Ricardo Melo disse...

Renato, concordo que o tema dos indicadores econômicos é um tanto "hermético".

Mas a verdade é que precisamos ir aprendendo cada vez mais para não sermos mais enganados pela mídia.

Ainda sobre o tema dos indicadores, posso te dar uma grande dica, é o artigo do Stephen Kanitz onde ele explica coisas importantes que a maioria dos economistas e o PIG escondem.
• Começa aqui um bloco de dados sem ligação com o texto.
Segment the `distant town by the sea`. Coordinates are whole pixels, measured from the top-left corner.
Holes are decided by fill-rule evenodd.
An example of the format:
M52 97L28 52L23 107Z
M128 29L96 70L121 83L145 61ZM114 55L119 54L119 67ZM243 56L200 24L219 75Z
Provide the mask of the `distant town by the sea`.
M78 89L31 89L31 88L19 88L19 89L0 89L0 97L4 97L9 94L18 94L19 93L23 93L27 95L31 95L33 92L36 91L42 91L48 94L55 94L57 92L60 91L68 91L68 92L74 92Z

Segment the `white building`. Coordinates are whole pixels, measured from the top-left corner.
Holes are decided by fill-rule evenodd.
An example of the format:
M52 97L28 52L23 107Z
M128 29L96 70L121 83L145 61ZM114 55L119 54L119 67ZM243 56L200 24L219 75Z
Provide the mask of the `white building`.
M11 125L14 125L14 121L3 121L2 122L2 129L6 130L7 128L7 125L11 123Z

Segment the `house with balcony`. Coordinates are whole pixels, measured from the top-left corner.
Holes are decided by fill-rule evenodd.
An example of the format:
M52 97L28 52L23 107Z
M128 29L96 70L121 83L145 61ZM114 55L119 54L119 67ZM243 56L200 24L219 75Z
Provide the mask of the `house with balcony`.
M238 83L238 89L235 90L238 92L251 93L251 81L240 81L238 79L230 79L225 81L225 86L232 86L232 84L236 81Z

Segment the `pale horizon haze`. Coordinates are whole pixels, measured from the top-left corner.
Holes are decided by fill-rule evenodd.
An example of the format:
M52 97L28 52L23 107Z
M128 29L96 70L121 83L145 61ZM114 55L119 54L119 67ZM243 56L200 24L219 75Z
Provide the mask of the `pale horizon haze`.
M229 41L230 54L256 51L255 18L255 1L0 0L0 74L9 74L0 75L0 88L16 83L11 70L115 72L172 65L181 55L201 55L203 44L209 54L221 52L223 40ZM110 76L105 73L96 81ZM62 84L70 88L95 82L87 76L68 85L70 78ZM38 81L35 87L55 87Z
Garanto que vale a pena conferir:

COMÉRCIO BATE RECORDE

http://brasil.melhores.com.br/2009/04/com%C3%A9rcio-bate-recorde.html?cid=6a0105357d1a47970b011570362e64970b

Abraço.

Ricardo Melo disse...

MELHOR DO QUE O ANTERIOR:

para entender mesmo esse negócio de indicadores econômicos, o mais recomendável é esse texto AQUI:

APRENDA ECONOMIA: INDICADORES ANTECEDENTES

http://brasil.melhores.com.br/2009/04/aprenda-economia-indicadores-antecedentes.html

Esse link é melhor.

Eduardo Marques disse...

Caríssimos, interessante agora alguns comentários que dizem que o Governo Lula não tem nada a ver com o pouco impacto da crise no Brasil. É tapar o sol com a peneira. É óbvio que a contínua recuperação do salário mínimo,a ampliação dos programas sociais e a desoneração tributária de importantes setores foram fundamentais para manter o mercado interno forte e crescendo. Todos os números do IBGE tem comprovado estes aspectos. Se dependêssemos apenas da produção industrial para exportação, aí sim estaríamos perdidos.E fêz-se a "marolinha".

Ricardo Melo disse...

Os tucanos estão desesperados, com toda a razão.

Até a chegada dessa crise, o Lula não passava de um presidente sortudo.

Os tucanos sempre lembravam das crises globais que o governo boca mole atrabessou.

Agora eles não têm mais argumentos, o governo Lula driblou a maior crise financeira que se conhece, fez dela uma "marolinha", como ressaltou o Eduardo Marques.

Chora, tucanos. O Presidente Lula tem sorte, sim. E além disso, sabe administrar um país.